Note that the present disclosure is not limited to the specific structures of the above-described embodiments, and can be modified in various ways within a scope that does not depart from the gist thereof.

The entire contents of the disclosures by Japanese Patent Application No. 2019-187075 filed on Oct. 10, 2019 are incorporated herein by reference.

All the literature, patent application, and technical standards cited herein are also herein incorporated to the same extent as provided for specifically and severally with respect to an individual literature, patent application, and technical standard to the effect that the same should be so incorporated by reference.

EXPLANATION OF REFERENCES

• 10 Resin Molded Article
• 11 Main Body Portion
• 12 Protruding Portion
• 13 Foamed Layer
• 14 Skin Layers
• 15 Tip Portion
• 18 Molding Apparatus
• 20 Fixed Mold
• 22 Cavity
• 24 Movable Mold
• 26 Mold
• 28 Slidable Mold
• 30 Automobile Body
• 31 Controller
• 32 Cylinder Portion
• 34 Piston Portion
• 36 Rod
• 38 Gate
• 40 Injector

Claims

1. A resin molded article comprising:

a main body portion having a design face and an opposite face thereto, and having a first foamed layer formed inside the main body portion;

a protruding portion that is provided at an edge portion of the main body portion, and that protrudes toward a side opposite from the design face in a thickness direction of the main body portion; and

a concavity that is recessed from a surface of the opposite face toward a thickness direction side of the main body portion at a root portion of the protruding portion at the opposite face.

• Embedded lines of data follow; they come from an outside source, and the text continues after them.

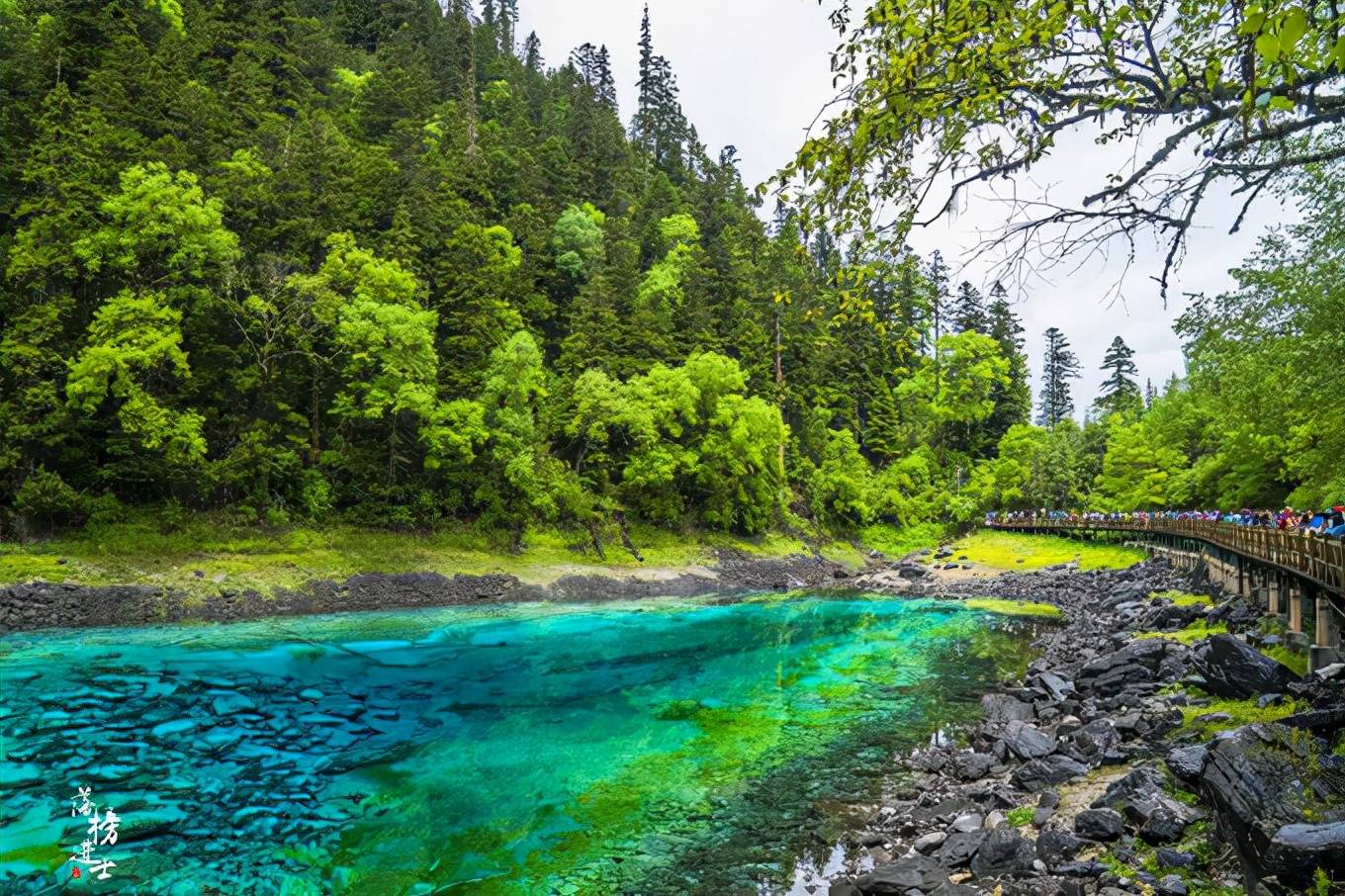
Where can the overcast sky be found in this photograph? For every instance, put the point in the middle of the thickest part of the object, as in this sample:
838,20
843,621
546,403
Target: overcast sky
755,73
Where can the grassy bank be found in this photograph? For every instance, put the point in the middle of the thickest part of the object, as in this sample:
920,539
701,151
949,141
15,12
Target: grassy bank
206,552
1017,551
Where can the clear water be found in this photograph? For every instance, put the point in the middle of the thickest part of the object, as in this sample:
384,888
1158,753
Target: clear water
662,747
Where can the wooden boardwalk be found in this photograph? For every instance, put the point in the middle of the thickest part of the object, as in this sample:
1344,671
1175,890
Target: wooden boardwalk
1319,561
1300,578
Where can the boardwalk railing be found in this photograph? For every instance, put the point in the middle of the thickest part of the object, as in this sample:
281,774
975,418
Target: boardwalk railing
1310,557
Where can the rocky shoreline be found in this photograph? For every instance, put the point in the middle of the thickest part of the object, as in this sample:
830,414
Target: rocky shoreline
1099,773
36,605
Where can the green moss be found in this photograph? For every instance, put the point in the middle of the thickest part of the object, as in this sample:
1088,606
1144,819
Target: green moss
899,541
1296,660
1241,712
1019,551
1015,607
212,552
1199,630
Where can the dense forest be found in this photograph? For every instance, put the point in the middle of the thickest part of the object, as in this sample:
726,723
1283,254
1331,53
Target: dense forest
388,260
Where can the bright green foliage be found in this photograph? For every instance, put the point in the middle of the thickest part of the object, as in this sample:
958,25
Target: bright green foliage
515,383
843,485
959,92
579,239
370,262
159,227
1138,470
134,343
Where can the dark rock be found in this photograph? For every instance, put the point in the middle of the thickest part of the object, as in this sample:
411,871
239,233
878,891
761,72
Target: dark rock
904,874
972,765
1004,851
1185,763
1172,885
1002,708
959,848
1162,826
929,843
1056,847
1093,868
1056,686
1095,739
1048,771
967,824
1099,824
1140,661
1140,783
1236,671
1306,844
1261,779
1173,858
1026,740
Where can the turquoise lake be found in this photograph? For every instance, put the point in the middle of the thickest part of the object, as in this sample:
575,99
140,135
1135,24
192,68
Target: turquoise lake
654,747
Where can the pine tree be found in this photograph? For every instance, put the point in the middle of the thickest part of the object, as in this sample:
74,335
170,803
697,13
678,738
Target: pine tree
1120,392
1060,366
968,310
533,52
660,127
938,277
1013,403
605,81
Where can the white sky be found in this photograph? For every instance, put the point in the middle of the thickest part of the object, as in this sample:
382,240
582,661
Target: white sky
755,73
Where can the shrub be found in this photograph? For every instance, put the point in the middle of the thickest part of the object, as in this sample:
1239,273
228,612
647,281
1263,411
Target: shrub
47,502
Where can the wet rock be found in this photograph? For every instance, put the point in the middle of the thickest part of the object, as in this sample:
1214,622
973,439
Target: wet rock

2. The resin molded article according to claim 1, wherein:

both faces of the first foamed layer are covered with a pair of first skin layers, and

a thickness A1 of the first foamed layer is larger than a total thickness B1 of the pair of first skin layers.

3. The resin molded article according to claim 1, wherein:

the protruding portion has a second foamed layer and a pair of second skin layers by which both faces of the second foamed layer are covered, and

a thickness A2 of the second foamed layer is smaller than a total thickness B2 of the pair of second skin layers by which both faces of the second foamed layer are covered.

4. The resin molded article according to claim 2, wherein:

the protruding portion has a second foamed layer and a pair of second skin layers by which both faces of the second foamed layer are covered, and

a thickness A2 of the second foamed layer is smaller than a total thickness B2 of the pair of second skin layers by which both faces of the second foamed layer are covered.